Said Akjour, qui a survécu à l’attaque, a déclaré qu’il pouvait encore déterminer où ses frères sont tombés cette nuit-là.
« De cette énorme perte il y a du positif, même juste en étant ici ce soir pour dire non à la violence, c’est grâce à mes frères tombés », a déclaré Akjour, la voix tremblante.
Son message était aux autres musulmans de tendre la main, de partager et de se faire connaître.
« Cette attaque s’est produite parce qu’il y avait de la méfiance, il y avait une ignorance sur ce qu’est une mosquée », a déclaré Akjour. « La personne qui est venue ici, qui a fait tous ces dégâts et a pris la vie d’humains ne les a pas vus comme des humains, comme des citoyens, comme des pères. »
Le premier ministre Justin Trudeau a déclaré aux participants qu’il était important d’envoyer un message selon lequel la violence et la haine n’ont pas leur place dans ce pays. Il a également parlé de la famille Afzaal tuée à London, en Ontario. et Mohamed-Aslim Zafis, un bénévole tué devant une mosquée d’Etobicoke, victimes visées en raison de leur foi et de leur culture.
« Le Canada est un lieu d’ouverture et de respect », a déclaré Trudeau. « Et nous devons nous réengager chaque jour envers ces valeurs. »
Le tireur derrière l’attaque de Québec a plaidé coupable et a été initialement condamné à la prison à vie sans possibilité de libération conditionnelle avant 40 ans, mais a vu cette fenêtre réduite à 25 ans après une décision de la Cour suprême de 2022.
Aymen Derbali, qui a reçu sept balles alors qu’il se précipitait sur le tireur et qui en est resté paralysé, a retenu ses larmes en disant qu’il était en paix avec la décision du tribunal.

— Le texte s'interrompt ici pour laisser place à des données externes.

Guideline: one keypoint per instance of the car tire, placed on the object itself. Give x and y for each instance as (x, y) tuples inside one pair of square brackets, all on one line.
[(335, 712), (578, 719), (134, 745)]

Mais il a dit aux participants qu’il voulait que tout le monde considère la fusillade de la mosquée comme une attaque terroriste.
« Nous voyons partout dans le monde quand c’est une attaque perpétrée par un musulman, c’est une attaque terroriste mais la même attaque par un non-musulman ne l’est pas », a déclaré Derbali. « C’est une injustice flagrante et si c’est une attaque terroriste, c’est une attaque terroriste, ça ne devrait pas être une étiquette réservée aux musulmans. »

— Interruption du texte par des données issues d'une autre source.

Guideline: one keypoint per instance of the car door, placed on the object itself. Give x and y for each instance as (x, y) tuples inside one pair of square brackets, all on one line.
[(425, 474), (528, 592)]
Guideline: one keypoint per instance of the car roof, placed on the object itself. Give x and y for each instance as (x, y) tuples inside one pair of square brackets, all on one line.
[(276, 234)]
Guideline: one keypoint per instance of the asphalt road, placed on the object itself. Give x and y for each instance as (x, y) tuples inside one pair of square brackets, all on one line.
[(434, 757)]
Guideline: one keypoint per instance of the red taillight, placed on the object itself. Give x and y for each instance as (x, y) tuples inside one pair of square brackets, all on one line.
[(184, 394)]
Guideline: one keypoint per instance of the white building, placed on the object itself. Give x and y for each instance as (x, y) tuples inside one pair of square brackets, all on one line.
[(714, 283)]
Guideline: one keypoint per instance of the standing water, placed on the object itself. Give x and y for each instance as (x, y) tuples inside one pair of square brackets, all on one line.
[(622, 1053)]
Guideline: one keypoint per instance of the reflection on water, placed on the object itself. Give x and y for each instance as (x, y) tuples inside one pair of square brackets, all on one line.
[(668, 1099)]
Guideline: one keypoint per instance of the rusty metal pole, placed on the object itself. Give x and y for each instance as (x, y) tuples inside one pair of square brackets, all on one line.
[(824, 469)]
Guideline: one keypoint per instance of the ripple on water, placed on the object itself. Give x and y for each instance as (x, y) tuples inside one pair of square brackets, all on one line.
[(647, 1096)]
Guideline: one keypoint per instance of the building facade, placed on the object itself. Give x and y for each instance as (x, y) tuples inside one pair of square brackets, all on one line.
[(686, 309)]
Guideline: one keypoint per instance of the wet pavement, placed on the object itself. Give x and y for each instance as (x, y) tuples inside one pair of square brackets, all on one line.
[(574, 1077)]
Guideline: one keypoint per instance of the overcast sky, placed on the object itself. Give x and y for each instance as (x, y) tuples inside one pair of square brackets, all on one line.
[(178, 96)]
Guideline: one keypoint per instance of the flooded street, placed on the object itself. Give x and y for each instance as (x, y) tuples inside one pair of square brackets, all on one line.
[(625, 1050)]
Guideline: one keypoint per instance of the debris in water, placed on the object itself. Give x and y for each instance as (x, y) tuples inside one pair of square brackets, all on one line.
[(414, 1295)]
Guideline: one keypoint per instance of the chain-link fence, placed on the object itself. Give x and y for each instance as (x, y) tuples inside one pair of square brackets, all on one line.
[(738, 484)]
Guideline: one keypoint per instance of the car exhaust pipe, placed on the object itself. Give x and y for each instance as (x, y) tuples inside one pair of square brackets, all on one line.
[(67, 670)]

Mohamed Labidi, président de la mosquée, a déclaré que six ans se sont écoulés mais que l’impact de cette nuit est à jamais gravé dans leurs cœurs et leurs esprits.
« Nous avons tous un devoir de mémoire pour faire en sorte qu’aucun autre Québécois ou Canadien ne tombe sous les balles de la haine », a déclaré Labidi.
Labidi a salué les actions positives du gouvernement fédéral, notamment des lois plus strictes sur les armes à feu, une journée pour commémorer l’attaque et la nomination d’Amira Elghawaby, journaliste et défenseure des droits de l’homme d’Ottawa, nommée première représentante spéciale du Canada pour lutter contre l’islamophobie.
Mais il a dit qu’il reste encore beaucoup à faire et a appelé le gouvernement du Québec à prendre des mesures concrètes pour lutter contre l’islamophobie.
Jeudi, les responsables de la mosquée ont vivement dénoncé la loi 21, la loi québécoise sur la laïcité en vigueur depuis 2019 qui interdit le port de symboles religieux tels que le hijab, la kippas et le turban par les enseignants, les juges, les policiers et les autres employés du gouvernement réputés occuper des postes d’autorité.
Le premier ministre du Québec, François Legault, a défendu vendredi la loi en la qualifiant de « raisonnable » et a déclaré aux journalistes qu’il était « erroné » de prétendre qu’elle avait facilité l’islamophobie.
Legault n’a pas assisté à l’événement de dimanche en raison de ce qu’un porte-parole a décrit comme une obligation familiale. Il a rendu hommage aux victimes dans un tweet plus tôt dimanche et le gouvernement du Québec était représenté par la vice-première ministre Geneviève Guilbault.
Ce rapport de La Presse canadienne a été publié pour la première fois le 29 janvier 2023. Avec des fichiers de Caroline Plante.